Diagnose- und Therapiezentrum: 50 Familien auf der Warteliste
Das Diagnose- und Therapiezentrum fühlt sich von der Stadt ausgegrenzt. Zugesagte Bezahlungen werden nicht eingehalten.
Velbert. Das Schreiben ist ein Hilferuf: „Wir bitten Sie darauf hinzuwirken, dass in Velbert in der partnerschaftlichen Zusammenarbeit zwischen dem öffentlichen Träger und dem freien Träger der Jugendhilfe Hilfe für Kinder e.V. die geltenden Gesetze eingehalten werden.
Dies ist unserer Einschätzung nach derzeit nicht der Fall.“ In einem Brief an die Vorsitzenden des Jugendhilfeausschusses macht Hannelore Aretz ihrer Enttäuschung Luft.
Die Vorsitzende des Vereins Hilfe für Kinder beklagt, dass trotz anderslautender Zusagen die Stadtkeine Fälle des Ambulanten Diagnose- und Therapiezentrums mehr finanziere. 50 Familien stehen allein seit Beginn dieses Jahres auf der Warteliste.
Das Ambulante Diagnose und Therapiezentrum für Kinder, Jugendliche und Familien ist eigentlich eine Erfolgsgeschichte, die in ihrer Startphase auch von der Stadt Velbert gestützt wurde. Das Zentrum liefert eine niedrigschwellige Anlaufstelle für Kinder und Familien, die aus unterschiedlichen Gründen in ihrem Lebensalltag eine Hilfestellung von außen benötigen.
Diplom-Psychologe Dr. Fritz Pellander leitet das Zentrum. „Wir nehmen die ganze Familie in den Blick“, sagt er im Gespräch. Ein Ziel sei es, die Familie zu erhalten. In Zeiten, in denen der Kommune die Kosten für die Hilfe zur Erziehung für die stationäre Unterbringung von Kindern im hohen sechsstelligen Bereich davonlaufen — wie unlängst Kämmerer Lindemann beklagte — ist das ein durchaus kostensenkender Ansatz.
Nach dem Start des Zentrums im August 2008 hatten Stadt und Verein eine zweijährige Pilotphase vereinbart. Bis Ende 2010 wurden 500 Fälle behandelt.

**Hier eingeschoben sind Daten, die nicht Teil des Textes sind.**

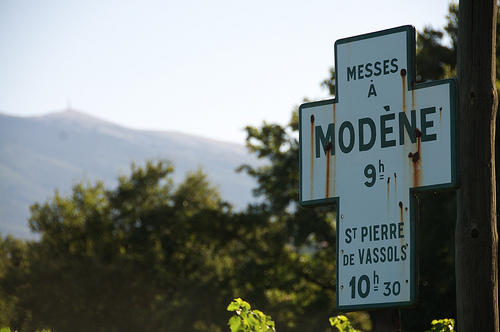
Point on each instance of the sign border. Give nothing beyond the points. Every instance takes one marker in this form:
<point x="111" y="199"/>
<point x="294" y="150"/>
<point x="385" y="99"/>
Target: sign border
<point x="414" y="211"/>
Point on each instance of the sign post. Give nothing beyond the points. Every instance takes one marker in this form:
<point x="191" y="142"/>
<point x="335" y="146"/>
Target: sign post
<point x="367" y="152"/>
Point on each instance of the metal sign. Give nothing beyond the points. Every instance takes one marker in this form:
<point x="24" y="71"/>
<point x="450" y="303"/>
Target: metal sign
<point x="367" y="152"/>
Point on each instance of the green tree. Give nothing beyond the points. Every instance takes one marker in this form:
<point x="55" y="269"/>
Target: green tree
<point x="147" y="255"/>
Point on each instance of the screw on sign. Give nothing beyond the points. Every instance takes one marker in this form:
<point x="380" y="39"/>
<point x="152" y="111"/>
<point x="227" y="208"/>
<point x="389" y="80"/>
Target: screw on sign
<point x="367" y="152"/>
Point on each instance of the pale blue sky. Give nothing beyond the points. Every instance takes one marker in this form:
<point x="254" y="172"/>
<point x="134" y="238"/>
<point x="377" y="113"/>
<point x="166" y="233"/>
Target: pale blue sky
<point x="207" y="68"/>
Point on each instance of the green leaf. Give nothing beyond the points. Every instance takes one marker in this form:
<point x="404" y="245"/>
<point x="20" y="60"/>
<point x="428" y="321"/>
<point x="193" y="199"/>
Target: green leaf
<point x="234" y="323"/>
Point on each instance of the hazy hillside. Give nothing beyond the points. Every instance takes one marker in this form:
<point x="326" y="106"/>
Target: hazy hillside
<point x="41" y="154"/>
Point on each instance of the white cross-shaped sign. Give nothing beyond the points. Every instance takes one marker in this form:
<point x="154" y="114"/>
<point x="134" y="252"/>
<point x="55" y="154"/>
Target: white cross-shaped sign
<point x="367" y="152"/>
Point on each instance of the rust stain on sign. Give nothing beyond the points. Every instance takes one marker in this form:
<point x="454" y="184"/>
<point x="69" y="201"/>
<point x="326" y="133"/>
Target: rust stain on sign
<point x="312" y="155"/>
<point x="401" y="211"/>
<point x="416" y="158"/>
<point x="328" y="148"/>
<point x="403" y="82"/>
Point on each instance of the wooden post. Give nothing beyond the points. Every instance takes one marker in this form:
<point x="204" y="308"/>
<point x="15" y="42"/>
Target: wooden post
<point x="476" y="236"/>
<point x="388" y="320"/>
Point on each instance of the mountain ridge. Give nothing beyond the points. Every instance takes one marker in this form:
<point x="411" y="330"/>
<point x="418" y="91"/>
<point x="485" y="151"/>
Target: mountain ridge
<point x="41" y="154"/>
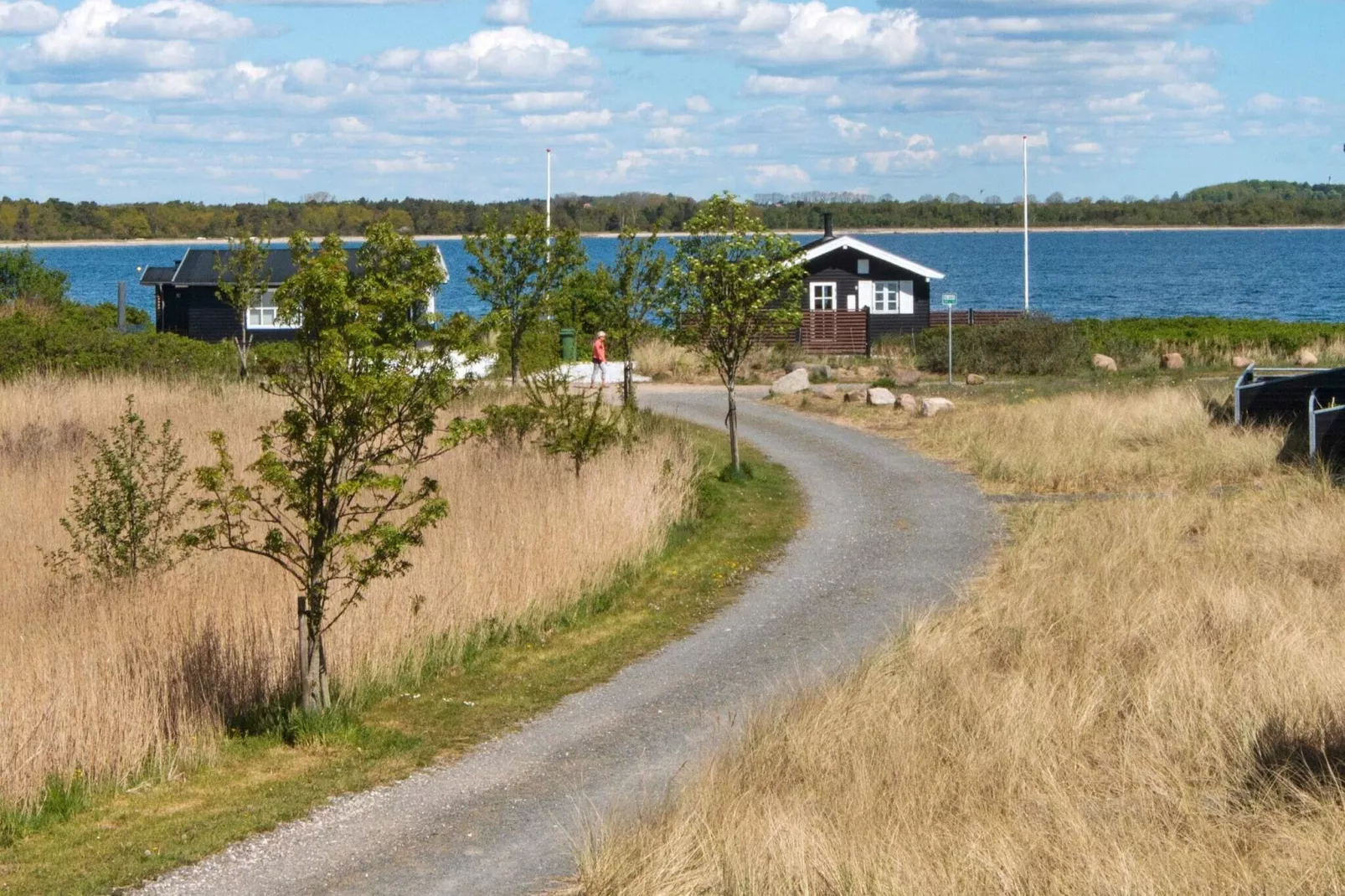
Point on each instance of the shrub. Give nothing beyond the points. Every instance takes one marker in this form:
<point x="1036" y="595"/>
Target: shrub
<point x="126" y="506"/>
<point x="1034" y="345"/>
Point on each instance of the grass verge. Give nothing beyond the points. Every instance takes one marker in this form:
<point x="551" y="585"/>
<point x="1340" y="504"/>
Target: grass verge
<point x="95" y="842"/>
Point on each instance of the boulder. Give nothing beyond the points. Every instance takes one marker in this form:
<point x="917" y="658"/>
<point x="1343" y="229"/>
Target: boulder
<point x="858" y="396"/>
<point x="881" y="397"/>
<point x="791" y="383"/>
<point x="931" y="406"/>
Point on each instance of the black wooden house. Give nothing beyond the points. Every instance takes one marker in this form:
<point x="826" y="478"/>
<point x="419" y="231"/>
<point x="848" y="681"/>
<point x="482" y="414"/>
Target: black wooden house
<point x="852" y="284"/>
<point x="188" y="296"/>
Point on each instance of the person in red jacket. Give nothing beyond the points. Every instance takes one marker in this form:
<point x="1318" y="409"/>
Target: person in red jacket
<point x="599" y="358"/>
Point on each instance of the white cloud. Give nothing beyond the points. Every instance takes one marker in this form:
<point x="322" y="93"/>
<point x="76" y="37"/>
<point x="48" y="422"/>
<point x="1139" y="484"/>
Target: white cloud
<point x="786" y="85"/>
<point x="568" y="121"/>
<point x="846" y="128"/>
<point x="698" y="104"/>
<point x="505" y="55"/>
<point x="508" y="13"/>
<point x="27" y="17"/>
<point x="663" y="10"/>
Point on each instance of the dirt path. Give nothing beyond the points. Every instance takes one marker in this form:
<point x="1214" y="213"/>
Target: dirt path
<point x="888" y="533"/>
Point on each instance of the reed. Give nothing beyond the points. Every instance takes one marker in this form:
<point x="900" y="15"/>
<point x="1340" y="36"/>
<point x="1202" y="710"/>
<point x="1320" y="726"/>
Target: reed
<point x="1140" y="696"/>
<point x="106" y="683"/>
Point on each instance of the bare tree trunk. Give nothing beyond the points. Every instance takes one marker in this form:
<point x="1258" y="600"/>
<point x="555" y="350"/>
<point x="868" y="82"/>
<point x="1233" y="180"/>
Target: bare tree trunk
<point x="315" y="693"/>
<point x="734" y="427"/>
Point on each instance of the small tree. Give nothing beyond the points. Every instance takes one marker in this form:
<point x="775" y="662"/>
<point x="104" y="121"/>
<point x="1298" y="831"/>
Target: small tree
<point x="334" y="498"/>
<point x="573" y="424"/>
<point x="519" y="275"/>
<point x="734" y="283"/>
<point x="635" y="296"/>
<point x="244" y="277"/>
<point x="126" y="505"/>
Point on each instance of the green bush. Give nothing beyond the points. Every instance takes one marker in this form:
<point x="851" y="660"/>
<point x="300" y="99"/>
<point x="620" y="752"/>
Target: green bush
<point x="71" y="338"/>
<point x="1034" y="345"/>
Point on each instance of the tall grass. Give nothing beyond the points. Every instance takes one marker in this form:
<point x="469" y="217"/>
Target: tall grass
<point x="1138" y="698"/>
<point x="99" y="682"/>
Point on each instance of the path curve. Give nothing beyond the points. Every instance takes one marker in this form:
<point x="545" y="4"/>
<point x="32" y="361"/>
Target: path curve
<point x="502" y="820"/>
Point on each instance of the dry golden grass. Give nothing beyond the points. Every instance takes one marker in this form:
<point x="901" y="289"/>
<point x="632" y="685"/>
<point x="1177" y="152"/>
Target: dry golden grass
<point x="1138" y="698"/>
<point x="101" y="682"/>
<point x="1083" y="441"/>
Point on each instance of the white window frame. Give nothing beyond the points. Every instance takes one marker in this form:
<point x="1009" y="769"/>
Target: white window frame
<point x="894" y="296"/>
<point x="822" y="295"/>
<point x="261" y="314"/>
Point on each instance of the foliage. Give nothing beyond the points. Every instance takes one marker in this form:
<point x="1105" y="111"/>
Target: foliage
<point x="242" y="280"/>
<point x="126" y="507"/>
<point x="573" y="424"/>
<point x="1033" y="345"/>
<point x="519" y="275"/>
<point x="332" y="499"/>
<point x="730" y="286"/>
<point x="23" y="279"/>
<point x="71" y="338"/>
<point x="512" y="425"/>
<point x="1245" y="203"/>
<point x="634" y="299"/>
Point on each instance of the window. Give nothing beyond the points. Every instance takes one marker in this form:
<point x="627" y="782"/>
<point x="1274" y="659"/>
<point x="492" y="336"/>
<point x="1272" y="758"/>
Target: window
<point x="823" y="296"/>
<point x="894" y="296"/>
<point x="261" y="314"/>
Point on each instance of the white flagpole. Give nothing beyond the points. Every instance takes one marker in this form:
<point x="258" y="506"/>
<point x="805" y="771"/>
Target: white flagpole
<point x="1027" y="294"/>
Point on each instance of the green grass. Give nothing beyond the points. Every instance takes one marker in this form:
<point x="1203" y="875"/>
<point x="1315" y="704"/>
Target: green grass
<point x="93" y="842"/>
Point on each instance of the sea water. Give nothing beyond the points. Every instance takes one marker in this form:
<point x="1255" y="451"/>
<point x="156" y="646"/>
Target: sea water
<point x="1287" y="275"/>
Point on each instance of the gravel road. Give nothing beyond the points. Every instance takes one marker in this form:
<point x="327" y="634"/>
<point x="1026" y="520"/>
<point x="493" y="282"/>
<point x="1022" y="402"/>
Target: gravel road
<point x="888" y="533"/>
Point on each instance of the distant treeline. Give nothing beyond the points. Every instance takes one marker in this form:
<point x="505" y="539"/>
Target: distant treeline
<point x="1249" y="203"/>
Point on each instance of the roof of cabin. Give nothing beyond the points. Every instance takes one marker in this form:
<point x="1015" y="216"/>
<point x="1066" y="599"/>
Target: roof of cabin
<point x="202" y="268"/>
<point x="819" y="248"/>
<point x="153" y="276"/>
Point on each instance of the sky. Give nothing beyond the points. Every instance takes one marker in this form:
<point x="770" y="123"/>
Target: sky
<point x="242" y="101"/>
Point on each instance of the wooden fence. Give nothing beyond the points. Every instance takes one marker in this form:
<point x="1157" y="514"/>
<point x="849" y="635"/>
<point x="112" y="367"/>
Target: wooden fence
<point x="970" y="317"/>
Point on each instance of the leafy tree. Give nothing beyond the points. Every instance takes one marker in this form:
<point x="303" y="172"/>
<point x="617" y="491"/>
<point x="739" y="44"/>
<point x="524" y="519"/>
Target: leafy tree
<point x="126" y="505"/>
<point x="242" y="281"/>
<point x="573" y="424"/>
<point x="519" y="275"/>
<point x="734" y="283"/>
<point x="634" y="299"/>
<point x="337" y="498"/>
<point x="23" y="279"/>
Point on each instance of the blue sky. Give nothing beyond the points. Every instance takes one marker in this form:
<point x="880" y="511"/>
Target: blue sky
<point x="120" y="100"/>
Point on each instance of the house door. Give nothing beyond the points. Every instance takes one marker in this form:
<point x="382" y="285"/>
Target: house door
<point x="823" y="296"/>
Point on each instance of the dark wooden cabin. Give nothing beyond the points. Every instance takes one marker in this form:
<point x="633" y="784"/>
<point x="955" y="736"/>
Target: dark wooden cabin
<point x="848" y="275"/>
<point x="188" y="296"/>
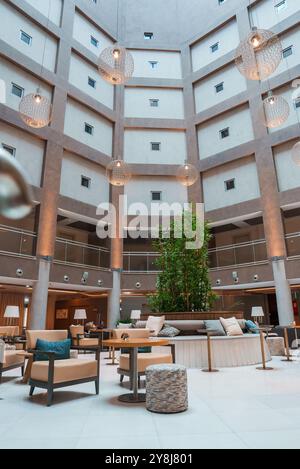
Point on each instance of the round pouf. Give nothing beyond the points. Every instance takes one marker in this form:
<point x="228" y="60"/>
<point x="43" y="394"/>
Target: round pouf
<point x="166" y="389"/>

Die Universität Wuppertal hat die Arbeit wissenschaftlich begutachtet, diese mit Lob überschüttet und die Bedeutung für die Gesellschaft herausgestellt.
Rund 250 000 Euro kostete diese Phase. „Das Geld wurde allein über Spenden gesammelt“, betont Aretz gegenüber der WZ. Diese Jahr aber sollte auch die öffentliche Hand eingreifen.
Auch gegenüber der WZ hatte Sozialdezernent Holger Richter die Arbeit in diesem Januar gelobt. „Die Einrichtung ist ein sinnvolles Element im Netzwerk, das wir bewahren wollen.“ Eine Einzelfallabrechnung kündigte er an. das habe er auch dem Verein zugesagt, so Aretz. Doch Taten sind nicht gefolgt.
Mittlerweile stehen 50 Fälle auf der Warteliste: „Die Situation ist sowohl für die Velberter Kindern und Familie als auch für uns sehr belastend“, so Aretz. Die Bearbeitung dieser Fälle erfolge vom Jugendamt durchweg hemmend. Velberter würden regelrecht von Antragstellungen abgehalten.
Aretz und Pellander verstehen diese Haltung nicht. In anderen Städten machen sie andere Erfahrungen — sei es Wülfrath oder Heiligenhaus: „Wir haben nirgendwo Probleme.“
Im Süden des Kreises, in Monheim, wurde in dieser Woche sogar eine Dependance des Therapiezentrums eröffnet. Aretz: „Ein anerkanntes und wissenschaftlich evaluiertes Angebot wird derzeit marginalisiert und ausgrenzt. Ohne erkennbaren Grund.“
Warum die Stadt ihre Zusage der Einzelfallfinanzierung nicht einhält? Auf eine entsprechende Frage der WZ gab es bis Montagabend keine Antwort.